As mentioned, I also have some interviews coming up, and there are some very interesting authors currently mulling over questions I’ve sent them (huge thank you to them for taking the time), and I have a few more in mind to approach for interviews in the near future. In an ideal world, I’d be able to get an interview for each review I do, but that’s probably not feasible (but would be very cool…). I shall endeavour to get as many as possible. (Feel free to leave suggestions in the comments, by the way.)

Check back tomorrow for an interview with Mark Charan Newton, and a review of his superb City of Ruin the following day.


  1. Very nice list. Some interesting titles you hadn't mentioned on Twitter. No WISE MAN'S FEAR for you or is this not all of your planned for March?

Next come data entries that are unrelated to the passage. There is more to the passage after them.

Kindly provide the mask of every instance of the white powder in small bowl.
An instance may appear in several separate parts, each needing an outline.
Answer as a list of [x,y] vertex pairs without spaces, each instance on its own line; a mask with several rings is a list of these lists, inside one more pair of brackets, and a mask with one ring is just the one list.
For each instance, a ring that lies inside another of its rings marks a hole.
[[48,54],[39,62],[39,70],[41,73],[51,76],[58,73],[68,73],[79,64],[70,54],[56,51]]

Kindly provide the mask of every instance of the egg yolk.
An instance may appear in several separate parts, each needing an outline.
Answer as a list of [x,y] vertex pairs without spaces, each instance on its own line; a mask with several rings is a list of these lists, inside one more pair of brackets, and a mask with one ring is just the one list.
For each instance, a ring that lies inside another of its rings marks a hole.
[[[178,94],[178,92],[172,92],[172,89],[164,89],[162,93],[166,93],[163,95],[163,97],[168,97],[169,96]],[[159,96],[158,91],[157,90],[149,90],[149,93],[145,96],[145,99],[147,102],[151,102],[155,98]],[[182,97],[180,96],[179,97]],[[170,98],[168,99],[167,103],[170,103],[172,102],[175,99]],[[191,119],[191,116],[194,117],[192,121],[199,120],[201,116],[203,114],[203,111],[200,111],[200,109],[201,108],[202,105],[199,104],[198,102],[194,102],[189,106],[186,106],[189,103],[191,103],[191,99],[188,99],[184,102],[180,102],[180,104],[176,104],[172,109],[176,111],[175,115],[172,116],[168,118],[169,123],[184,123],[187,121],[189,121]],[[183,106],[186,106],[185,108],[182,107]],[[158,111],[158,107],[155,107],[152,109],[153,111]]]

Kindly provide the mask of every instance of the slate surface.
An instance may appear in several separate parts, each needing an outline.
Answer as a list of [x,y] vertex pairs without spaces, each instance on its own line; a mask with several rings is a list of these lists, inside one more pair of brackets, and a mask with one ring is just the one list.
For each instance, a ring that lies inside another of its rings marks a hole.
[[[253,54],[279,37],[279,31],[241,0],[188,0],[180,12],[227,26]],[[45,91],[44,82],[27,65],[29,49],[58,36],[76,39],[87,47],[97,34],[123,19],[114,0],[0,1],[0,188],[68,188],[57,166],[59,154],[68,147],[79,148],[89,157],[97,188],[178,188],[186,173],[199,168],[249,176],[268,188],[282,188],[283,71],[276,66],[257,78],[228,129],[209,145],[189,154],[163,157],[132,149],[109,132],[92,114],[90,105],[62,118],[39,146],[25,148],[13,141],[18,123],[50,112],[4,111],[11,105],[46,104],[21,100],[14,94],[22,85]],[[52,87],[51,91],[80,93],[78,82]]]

  2. "Wise Man's Fear" is (along with Dan Abraham and Doug Hulick) one of my MOST anticipated books of the year. However, March is when I'm supposed to be submitting my PhD thesis, so I'll be saving WMF for April/May, when I have a little more free time to sink into it (I did nothing else, when reading "Name of the Wind"). Also, that way it'll be reviewed after the initial mad rush of reviews (don't like it when I post something that TONS of others are writing about).
    Also, don't actually have WMF, yet, so don't want to promise anything I can't deliver. I'll probably have to buy it for Kindle, as it's a) huge, and b) I'm moving in April, so it'd be easier to not have to pack and store a big, lovely hardback.
    I am really looking forward to it, though...

  3. Makes a lot of sense. PhD should come before any single book. I would probably also keep some of these books for later... except April-May is even busier book-wise and time-wise (I'm spending two weeks doing humanitarian aid in Togo in April) for me. Lots to look forward to...

  4. You should write a post about your work in Togo - would be interesting to read.